This repository contains implementations of various Natural Language Processing (NLP) concepts as part of coursework at MAKAUT. These implementations are designed to demonstrate fundamental NLP techniques in Python.
1. N-gram Language Model (ngram.py)
An implementation of n-gram language models for text generation.
- Features:
- Tokenization of text into words
- Building n-gram models of arbitrary length
- Text generation from the model using seed phrases
- Random seed selection option
2. TF-IDF Implementation (tfidf.py)
A Term Frequency-Inverse Document Frequency (TF-IDF) implementation for document analysis.
- Features:
- Text tokenization
- Term Frequency (TF) calculation
- Inverse Document Frequency (IDF) calculation
- TF-IDF scoring for terms across multiple documents
This project uses a Python virtual environment in the .nlp
directory.
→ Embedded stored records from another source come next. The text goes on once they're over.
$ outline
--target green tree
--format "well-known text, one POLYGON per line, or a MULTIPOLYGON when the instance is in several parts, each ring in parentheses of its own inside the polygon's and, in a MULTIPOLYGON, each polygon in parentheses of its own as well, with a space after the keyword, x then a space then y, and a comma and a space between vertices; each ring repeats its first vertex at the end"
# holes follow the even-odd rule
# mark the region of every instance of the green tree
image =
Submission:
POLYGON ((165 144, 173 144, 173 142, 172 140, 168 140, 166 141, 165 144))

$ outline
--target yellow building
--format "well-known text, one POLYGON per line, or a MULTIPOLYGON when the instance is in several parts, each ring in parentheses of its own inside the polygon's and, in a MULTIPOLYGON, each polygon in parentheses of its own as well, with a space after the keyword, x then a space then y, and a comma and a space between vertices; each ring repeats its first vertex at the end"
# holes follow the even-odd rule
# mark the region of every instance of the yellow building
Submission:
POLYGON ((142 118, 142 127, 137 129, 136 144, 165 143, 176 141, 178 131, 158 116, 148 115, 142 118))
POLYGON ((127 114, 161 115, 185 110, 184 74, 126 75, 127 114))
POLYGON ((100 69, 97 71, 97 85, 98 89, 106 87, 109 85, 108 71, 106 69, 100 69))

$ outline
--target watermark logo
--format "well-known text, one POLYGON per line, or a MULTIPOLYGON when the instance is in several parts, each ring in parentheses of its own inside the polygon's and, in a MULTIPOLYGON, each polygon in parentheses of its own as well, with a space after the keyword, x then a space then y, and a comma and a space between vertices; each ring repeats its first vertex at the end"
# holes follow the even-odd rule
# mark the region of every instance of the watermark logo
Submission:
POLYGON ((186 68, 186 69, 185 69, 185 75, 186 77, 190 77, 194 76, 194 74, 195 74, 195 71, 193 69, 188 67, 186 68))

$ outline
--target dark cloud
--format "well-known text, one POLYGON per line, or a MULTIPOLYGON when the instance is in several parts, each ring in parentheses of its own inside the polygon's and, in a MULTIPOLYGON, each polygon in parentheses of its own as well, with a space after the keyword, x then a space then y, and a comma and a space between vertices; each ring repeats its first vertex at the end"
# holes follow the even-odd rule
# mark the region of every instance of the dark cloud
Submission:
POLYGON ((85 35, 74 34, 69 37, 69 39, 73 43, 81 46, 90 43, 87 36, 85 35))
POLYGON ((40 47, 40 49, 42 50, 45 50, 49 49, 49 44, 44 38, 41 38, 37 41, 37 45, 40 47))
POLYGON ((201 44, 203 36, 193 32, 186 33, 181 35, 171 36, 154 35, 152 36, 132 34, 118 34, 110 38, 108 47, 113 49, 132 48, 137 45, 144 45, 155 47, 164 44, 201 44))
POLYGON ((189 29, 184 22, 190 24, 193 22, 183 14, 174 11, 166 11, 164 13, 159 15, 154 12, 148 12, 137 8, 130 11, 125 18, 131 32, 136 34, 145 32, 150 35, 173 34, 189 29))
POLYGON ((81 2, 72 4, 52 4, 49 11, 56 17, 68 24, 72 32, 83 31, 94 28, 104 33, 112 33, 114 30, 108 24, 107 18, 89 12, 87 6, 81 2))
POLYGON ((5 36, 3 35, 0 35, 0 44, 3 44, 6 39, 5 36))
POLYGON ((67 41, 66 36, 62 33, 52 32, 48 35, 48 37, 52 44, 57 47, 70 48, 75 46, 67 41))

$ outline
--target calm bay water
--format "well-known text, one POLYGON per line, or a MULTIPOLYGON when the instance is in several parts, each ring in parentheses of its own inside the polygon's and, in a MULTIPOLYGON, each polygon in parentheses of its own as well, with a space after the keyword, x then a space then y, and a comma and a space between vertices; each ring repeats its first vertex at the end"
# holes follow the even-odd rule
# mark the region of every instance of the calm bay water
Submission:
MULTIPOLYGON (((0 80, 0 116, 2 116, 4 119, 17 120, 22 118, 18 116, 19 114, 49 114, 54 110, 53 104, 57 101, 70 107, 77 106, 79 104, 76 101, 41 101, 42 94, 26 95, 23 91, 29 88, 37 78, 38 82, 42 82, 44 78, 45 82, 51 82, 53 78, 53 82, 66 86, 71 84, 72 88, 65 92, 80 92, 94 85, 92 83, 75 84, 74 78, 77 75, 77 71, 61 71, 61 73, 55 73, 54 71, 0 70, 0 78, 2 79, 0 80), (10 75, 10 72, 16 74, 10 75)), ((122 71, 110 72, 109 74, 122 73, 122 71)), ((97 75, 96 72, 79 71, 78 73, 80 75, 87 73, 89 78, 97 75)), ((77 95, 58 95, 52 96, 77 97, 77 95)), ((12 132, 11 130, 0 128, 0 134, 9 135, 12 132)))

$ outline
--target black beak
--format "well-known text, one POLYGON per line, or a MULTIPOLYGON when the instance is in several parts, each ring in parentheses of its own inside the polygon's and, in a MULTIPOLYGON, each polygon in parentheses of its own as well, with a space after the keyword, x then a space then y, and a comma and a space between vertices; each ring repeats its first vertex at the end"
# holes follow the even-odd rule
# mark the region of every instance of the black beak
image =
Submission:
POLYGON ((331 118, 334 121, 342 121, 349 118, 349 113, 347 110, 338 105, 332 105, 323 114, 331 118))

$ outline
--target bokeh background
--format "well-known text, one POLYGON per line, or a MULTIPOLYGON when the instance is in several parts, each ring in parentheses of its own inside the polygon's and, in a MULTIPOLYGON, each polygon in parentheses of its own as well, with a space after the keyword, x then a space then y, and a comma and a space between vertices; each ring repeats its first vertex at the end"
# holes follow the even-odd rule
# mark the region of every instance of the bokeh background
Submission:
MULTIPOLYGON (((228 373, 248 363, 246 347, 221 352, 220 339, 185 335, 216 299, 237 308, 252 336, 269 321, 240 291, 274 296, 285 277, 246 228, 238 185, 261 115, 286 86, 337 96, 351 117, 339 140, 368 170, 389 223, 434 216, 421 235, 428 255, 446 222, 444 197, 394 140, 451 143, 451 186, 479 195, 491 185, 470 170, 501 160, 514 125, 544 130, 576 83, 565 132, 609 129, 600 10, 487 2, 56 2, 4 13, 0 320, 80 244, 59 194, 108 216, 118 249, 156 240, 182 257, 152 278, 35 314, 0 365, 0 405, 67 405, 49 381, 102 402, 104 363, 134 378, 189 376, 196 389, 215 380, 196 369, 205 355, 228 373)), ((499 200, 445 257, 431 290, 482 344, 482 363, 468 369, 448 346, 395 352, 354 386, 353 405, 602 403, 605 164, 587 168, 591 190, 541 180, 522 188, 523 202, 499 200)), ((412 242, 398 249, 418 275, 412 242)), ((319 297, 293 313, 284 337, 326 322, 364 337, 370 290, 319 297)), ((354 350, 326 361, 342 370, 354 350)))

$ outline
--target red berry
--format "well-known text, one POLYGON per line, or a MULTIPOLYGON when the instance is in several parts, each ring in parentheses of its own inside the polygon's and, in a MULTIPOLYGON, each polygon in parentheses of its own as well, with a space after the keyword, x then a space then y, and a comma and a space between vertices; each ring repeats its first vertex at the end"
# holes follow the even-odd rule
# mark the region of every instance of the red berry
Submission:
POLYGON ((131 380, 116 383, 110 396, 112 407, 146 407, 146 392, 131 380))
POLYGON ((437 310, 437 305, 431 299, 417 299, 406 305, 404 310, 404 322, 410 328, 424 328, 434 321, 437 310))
To activate the environment:
# On macOS/Linux
source .nlp/bin/activate
# On Windows
.\.nlp\bin\activate.bat
Future additions to this repository may include:
- Text classification algorithms
- Named Entity Recognition (NER)
- Sentiment analysis
- Word embeddings
- Topic modeling
- Machine translation concepts
- Text summarization techniques
from ngram import tokenize, build_ngram_model, generate_text
# Sample text
text = "Natural language processing is a subfield of linguistics, computer science, and artificial intelligence."
# Tokenize the text
tokens = tokenize(text)
# Build a bi-gram model
n = 2
model = build_ngram_model(tokens, n)
# Generate text using the model
seed = ("natural", "language")
generated_text = generate_text(model, n, seed, length=10)
print(generated_text)
from tfidf import tokenize, calculate_tf, calculate_idf, calculate_tfidf
# Sample documents
documents = [
"This is a sample document about NLP.",
"NLP is used for text analysis.",
"Document classification is an application of NLP."
]
# Tokenize documents
tokenized_docs = [tokenize(doc) for doc in documents]
# Calculate IDF
idf = calculate_idf(tokenized_docs)
# Calculate TF-IDF for the first document
tf = calculate_tf(tokenized_docs[0])
tfidf = calculate_tfidf(tf, idf)
print(tfidf)